The Rude Pundit wants to believe that there's an ideology at work, a path, if you will, to what Obama wants to achieve as a president. And, no matter what you say about Republicans in Congress blocking his way, it seems that, often, even when it's purely executive branch matters, there is no ideology at work, either - just political calculations, as with the Plan B decision, or the continuing concentration of power in the executive, as with indefinite detention and drone assassinations.
When he ran the first time, Obama created a narrative about the nation and its possibilities. That narrative has been abandoned for the sake of expediency, out of fear of the right, with barely any nods towards it anymore. He might say that the exigencies of the contemporary political and economic and foreign policy landscapes have forced changes in the storyline, but that the goal is ultimately the same. We just need to keep believing him. And, c'mon, liberals, what choice do you have?
The link to Ultrarunning is that in our sport we have simplicity and consistency. Sure, there sometimes is a whiff of the woo factor, of superstitions and luck, of habit or hunch trumping logic. But in the end, we Ultrarunners are a practical lot. We deal with fact and science, with what has been proven to work, either through our own "experiment of one" or through the collective hive mind that has run literally millions of trail miles and shared the results via blogs like mine, the Ultralist, or the print voice of the sport, UltraRunning Magazine.
I like to think that thinking Ultrarunners are as appalled as I am by the Plan B decision and by the political expediency of the current administration.

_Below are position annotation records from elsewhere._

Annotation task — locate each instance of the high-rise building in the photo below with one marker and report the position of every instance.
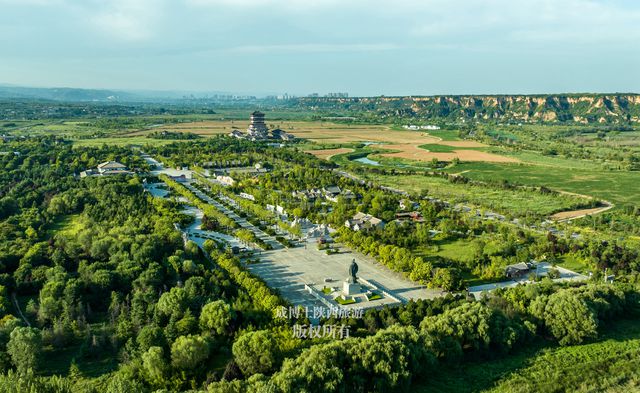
(257, 128)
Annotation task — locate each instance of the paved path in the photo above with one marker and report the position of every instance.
(542, 270)
(243, 223)
(288, 270)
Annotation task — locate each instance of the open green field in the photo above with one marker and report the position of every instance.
(125, 141)
(610, 364)
(619, 187)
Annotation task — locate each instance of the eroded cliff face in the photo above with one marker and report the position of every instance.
(595, 108)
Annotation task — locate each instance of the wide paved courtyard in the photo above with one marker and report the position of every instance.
(288, 270)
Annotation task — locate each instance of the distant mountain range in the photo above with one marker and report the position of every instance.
(67, 94)
(580, 108)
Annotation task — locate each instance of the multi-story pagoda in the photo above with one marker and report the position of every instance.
(257, 128)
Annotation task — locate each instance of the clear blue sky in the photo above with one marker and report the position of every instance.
(364, 47)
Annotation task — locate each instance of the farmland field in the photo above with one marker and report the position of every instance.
(513, 202)
(402, 143)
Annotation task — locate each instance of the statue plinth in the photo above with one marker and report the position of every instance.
(350, 289)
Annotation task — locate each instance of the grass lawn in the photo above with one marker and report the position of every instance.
(342, 301)
(513, 202)
(124, 141)
(619, 187)
(433, 147)
(572, 263)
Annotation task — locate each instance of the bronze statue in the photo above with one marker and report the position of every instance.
(353, 269)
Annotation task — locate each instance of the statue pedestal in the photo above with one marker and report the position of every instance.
(349, 289)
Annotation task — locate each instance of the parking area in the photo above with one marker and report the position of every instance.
(288, 270)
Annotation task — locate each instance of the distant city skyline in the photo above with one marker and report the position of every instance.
(300, 47)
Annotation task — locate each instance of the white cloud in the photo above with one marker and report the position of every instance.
(313, 48)
(128, 20)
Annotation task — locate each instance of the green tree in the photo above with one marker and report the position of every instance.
(255, 352)
(154, 366)
(216, 316)
(569, 319)
(24, 347)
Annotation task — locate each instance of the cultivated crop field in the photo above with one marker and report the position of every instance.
(403, 144)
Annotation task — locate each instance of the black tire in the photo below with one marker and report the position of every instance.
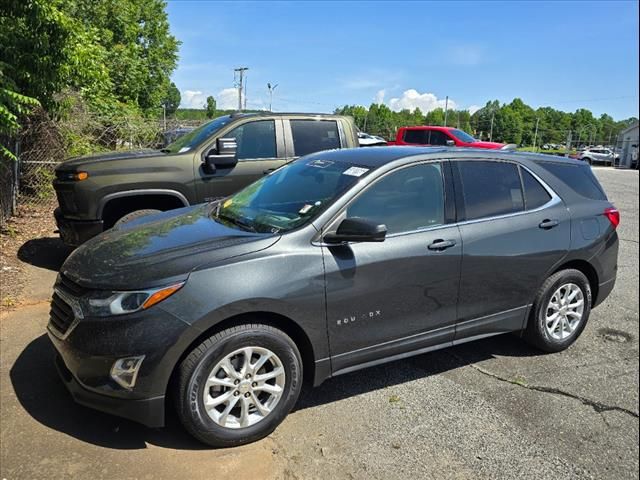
(536, 332)
(135, 215)
(196, 367)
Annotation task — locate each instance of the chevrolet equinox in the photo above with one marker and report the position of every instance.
(337, 261)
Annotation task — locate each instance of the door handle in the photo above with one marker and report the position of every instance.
(440, 244)
(548, 224)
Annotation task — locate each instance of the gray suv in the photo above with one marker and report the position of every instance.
(335, 262)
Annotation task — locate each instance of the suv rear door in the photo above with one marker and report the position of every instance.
(514, 230)
(260, 150)
(400, 295)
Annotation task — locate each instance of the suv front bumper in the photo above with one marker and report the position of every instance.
(75, 232)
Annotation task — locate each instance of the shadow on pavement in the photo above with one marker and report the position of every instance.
(44, 396)
(47, 252)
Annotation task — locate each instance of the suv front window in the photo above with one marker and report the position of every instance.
(196, 137)
(290, 197)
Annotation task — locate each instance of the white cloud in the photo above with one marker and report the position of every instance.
(192, 99)
(473, 108)
(411, 99)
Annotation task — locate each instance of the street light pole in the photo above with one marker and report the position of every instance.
(271, 89)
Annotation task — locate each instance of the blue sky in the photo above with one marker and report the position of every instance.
(567, 55)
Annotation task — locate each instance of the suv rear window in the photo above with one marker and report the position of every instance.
(490, 188)
(579, 178)
(314, 135)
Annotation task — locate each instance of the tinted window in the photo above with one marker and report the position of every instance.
(535, 195)
(579, 178)
(255, 139)
(314, 135)
(416, 136)
(490, 188)
(438, 138)
(405, 200)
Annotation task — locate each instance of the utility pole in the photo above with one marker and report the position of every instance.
(238, 76)
(271, 88)
(446, 109)
(491, 132)
(535, 135)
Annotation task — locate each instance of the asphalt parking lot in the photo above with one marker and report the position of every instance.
(485, 410)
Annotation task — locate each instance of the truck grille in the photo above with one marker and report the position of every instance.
(61, 315)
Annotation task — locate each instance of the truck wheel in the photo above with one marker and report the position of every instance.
(237, 386)
(560, 312)
(135, 215)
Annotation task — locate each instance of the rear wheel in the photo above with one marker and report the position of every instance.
(135, 215)
(237, 386)
(560, 312)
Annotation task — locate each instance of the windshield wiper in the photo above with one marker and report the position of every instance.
(238, 222)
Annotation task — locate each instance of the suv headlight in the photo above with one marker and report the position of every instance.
(106, 304)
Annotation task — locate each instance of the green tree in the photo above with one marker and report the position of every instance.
(172, 99)
(210, 107)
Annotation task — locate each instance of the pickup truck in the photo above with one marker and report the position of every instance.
(442, 136)
(213, 161)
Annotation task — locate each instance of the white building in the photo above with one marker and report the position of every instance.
(628, 147)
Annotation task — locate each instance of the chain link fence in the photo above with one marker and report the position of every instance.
(43, 143)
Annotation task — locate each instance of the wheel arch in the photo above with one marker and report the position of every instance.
(120, 203)
(588, 270)
(276, 320)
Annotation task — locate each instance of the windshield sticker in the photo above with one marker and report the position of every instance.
(355, 171)
(320, 163)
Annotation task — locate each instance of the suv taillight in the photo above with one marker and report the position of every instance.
(613, 215)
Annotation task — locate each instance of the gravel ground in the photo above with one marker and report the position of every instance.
(490, 409)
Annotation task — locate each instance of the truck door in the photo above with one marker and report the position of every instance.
(260, 150)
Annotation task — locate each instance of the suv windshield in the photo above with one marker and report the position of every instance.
(197, 136)
(289, 197)
(463, 136)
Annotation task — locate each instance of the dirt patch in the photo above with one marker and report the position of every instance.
(28, 224)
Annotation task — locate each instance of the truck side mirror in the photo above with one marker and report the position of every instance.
(223, 156)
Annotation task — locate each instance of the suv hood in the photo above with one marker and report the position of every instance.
(75, 162)
(159, 249)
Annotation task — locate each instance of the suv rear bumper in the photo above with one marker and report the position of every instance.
(76, 232)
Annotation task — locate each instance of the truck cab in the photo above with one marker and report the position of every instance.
(429, 135)
(213, 161)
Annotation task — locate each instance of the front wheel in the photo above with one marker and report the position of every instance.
(560, 312)
(237, 386)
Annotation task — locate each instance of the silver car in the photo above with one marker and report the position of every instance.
(597, 155)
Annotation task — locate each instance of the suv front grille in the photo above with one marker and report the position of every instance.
(72, 287)
(61, 316)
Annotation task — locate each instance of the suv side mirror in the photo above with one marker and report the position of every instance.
(357, 230)
(223, 156)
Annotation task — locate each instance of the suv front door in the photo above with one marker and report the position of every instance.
(260, 150)
(400, 295)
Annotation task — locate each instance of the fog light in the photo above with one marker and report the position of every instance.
(125, 371)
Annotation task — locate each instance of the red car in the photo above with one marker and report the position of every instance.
(443, 136)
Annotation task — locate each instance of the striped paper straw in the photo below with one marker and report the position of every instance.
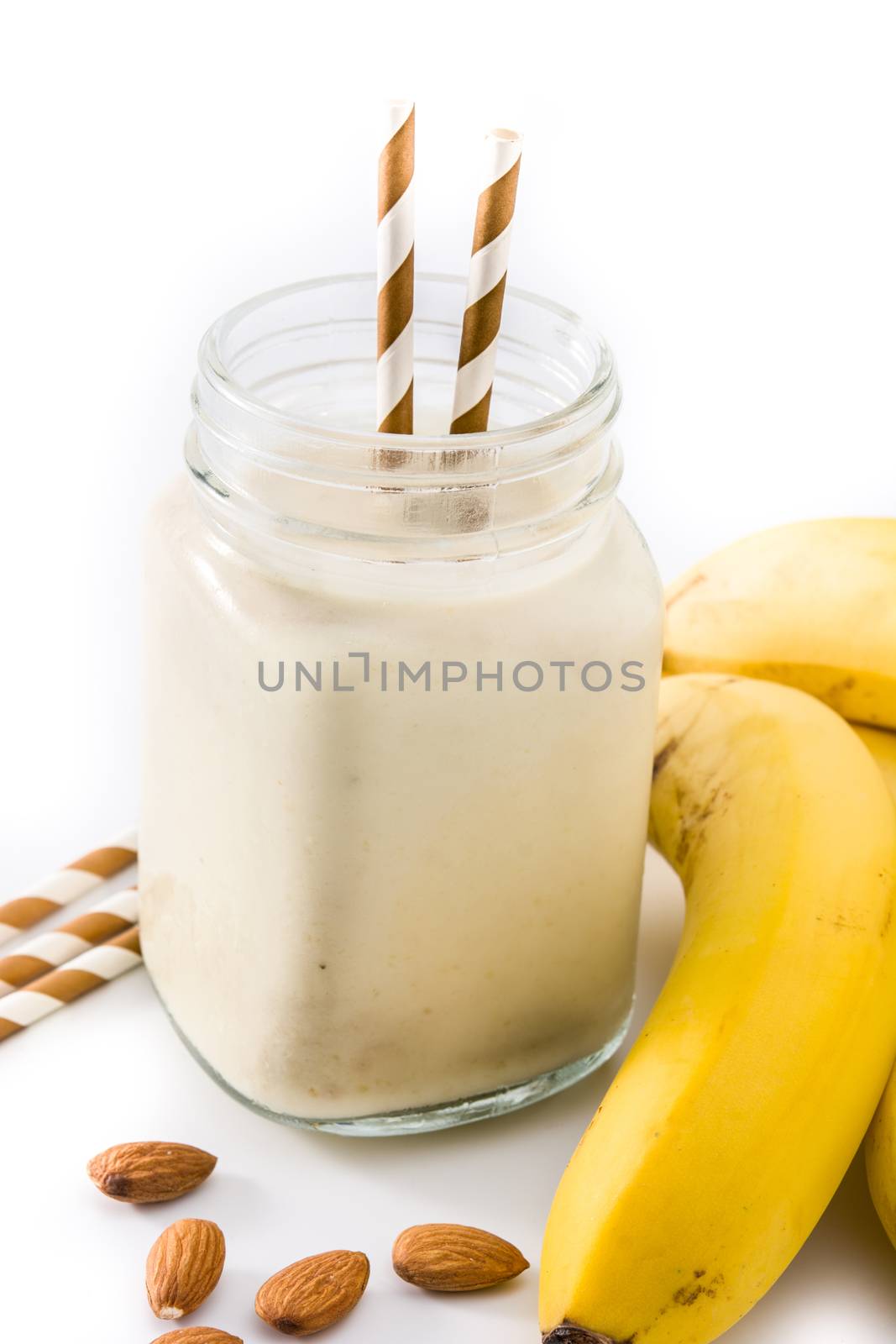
(76, 879)
(486, 284)
(60, 987)
(396, 275)
(47, 951)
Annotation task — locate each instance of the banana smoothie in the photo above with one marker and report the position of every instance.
(398, 734)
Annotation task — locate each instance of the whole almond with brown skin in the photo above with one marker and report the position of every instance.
(313, 1294)
(197, 1335)
(183, 1268)
(450, 1258)
(148, 1173)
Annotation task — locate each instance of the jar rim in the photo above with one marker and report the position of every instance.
(214, 367)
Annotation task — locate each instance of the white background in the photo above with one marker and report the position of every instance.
(711, 185)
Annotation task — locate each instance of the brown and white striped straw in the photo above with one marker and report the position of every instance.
(69, 884)
(396, 275)
(486, 284)
(51, 992)
(47, 951)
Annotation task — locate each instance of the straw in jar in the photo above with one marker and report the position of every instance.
(486, 282)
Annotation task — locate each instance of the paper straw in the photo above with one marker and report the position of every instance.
(58, 988)
(76, 879)
(486, 284)
(47, 951)
(396, 275)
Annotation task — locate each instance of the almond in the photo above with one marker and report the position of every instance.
(184, 1267)
(148, 1173)
(197, 1335)
(313, 1294)
(449, 1258)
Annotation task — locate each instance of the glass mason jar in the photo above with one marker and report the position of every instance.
(399, 712)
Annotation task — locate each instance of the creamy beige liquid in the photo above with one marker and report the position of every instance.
(360, 902)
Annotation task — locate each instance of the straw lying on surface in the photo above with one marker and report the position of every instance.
(67, 885)
(89, 971)
(46, 951)
(486, 284)
(396, 275)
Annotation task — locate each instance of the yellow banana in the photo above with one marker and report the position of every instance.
(880, 1146)
(752, 1085)
(812, 605)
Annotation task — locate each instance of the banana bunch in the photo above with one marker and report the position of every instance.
(746, 1095)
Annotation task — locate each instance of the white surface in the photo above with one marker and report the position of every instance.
(110, 1068)
(712, 185)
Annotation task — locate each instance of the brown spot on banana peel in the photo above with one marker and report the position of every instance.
(569, 1334)
(663, 756)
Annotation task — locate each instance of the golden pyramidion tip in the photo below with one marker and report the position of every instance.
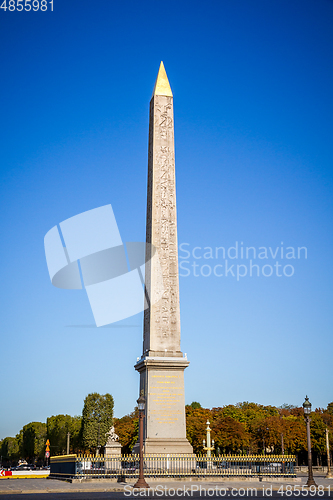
(162, 85)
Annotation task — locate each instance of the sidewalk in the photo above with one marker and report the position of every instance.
(34, 486)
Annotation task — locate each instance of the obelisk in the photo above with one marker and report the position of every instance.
(162, 364)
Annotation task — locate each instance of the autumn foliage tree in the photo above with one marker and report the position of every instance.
(97, 418)
(127, 429)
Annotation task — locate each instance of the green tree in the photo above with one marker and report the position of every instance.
(195, 405)
(127, 429)
(33, 440)
(97, 418)
(9, 449)
(330, 408)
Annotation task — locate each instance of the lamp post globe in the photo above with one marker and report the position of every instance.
(307, 410)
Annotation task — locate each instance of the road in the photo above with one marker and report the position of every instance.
(51, 489)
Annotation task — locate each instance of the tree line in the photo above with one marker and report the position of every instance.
(87, 433)
(244, 428)
(247, 428)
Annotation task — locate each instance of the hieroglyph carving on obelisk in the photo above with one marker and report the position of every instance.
(162, 363)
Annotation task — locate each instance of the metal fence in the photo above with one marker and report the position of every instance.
(127, 466)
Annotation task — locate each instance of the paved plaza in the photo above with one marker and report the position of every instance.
(233, 488)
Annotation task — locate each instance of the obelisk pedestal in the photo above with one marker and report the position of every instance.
(162, 364)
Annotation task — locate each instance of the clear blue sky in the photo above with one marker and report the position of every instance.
(252, 85)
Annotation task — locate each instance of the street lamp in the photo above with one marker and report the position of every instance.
(141, 483)
(307, 410)
(208, 448)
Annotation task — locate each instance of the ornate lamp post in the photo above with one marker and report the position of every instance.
(141, 483)
(329, 473)
(307, 410)
(209, 448)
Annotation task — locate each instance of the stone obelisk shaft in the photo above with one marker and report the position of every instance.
(162, 320)
(162, 364)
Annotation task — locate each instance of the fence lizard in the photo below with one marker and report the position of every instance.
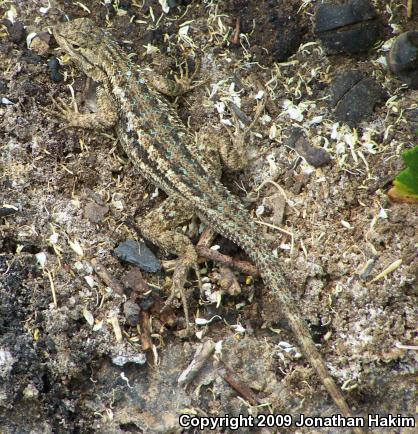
(165, 152)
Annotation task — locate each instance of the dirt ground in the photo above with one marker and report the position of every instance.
(70, 362)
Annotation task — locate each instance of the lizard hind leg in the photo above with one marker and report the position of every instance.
(160, 226)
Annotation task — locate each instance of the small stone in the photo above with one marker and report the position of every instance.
(138, 254)
(403, 58)
(354, 97)
(16, 30)
(40, 43)
(316, 157)
(351, 27)
(131, 311)
(7, 210)
(54, 72)
(95, 212)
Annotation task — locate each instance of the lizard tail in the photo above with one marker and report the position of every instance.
(279, 291)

[NOTE promised in para 2 above. C'mon: the stated reason to not make it over the counter to under 17s (and to keep it behind the counter for over-17s) is this, from blogger Lindsay Beyerstein:
HHS Secretary Kathleen Sebelius concedes that Plan B has been shown to be safe and effective when used as directed. She claims she is overruling the FDA because the company that asked to sell it over the counter didn't produce evidence that girls under 17 "can understand the label and use the product appropriately."
By that logic all over the counter medication should be banned because people under 17 might buy it.
Plan B is not difficult to use. Plan B One-Step is a single dose in a single tablet.
It is effective for 72 hours after unprotected sex. If it is taken too late, it won't work. That's it.
Besides which, a kid who can't figure out how to take 1 pill in 3 days is really not ready to be a parent.
The FDA lets kids buy Tylenol over the counter, despite the fact that surprisingly small overdoses can kill. The instructions on cold medicine and allergy pills are more complicated than the instructions on Plan B. The FDA trusts young women to treat their own yeast infections with OTC fungicide, a process that requires much greater reading comprehension, dexterity, and tenacity than taking a single pill.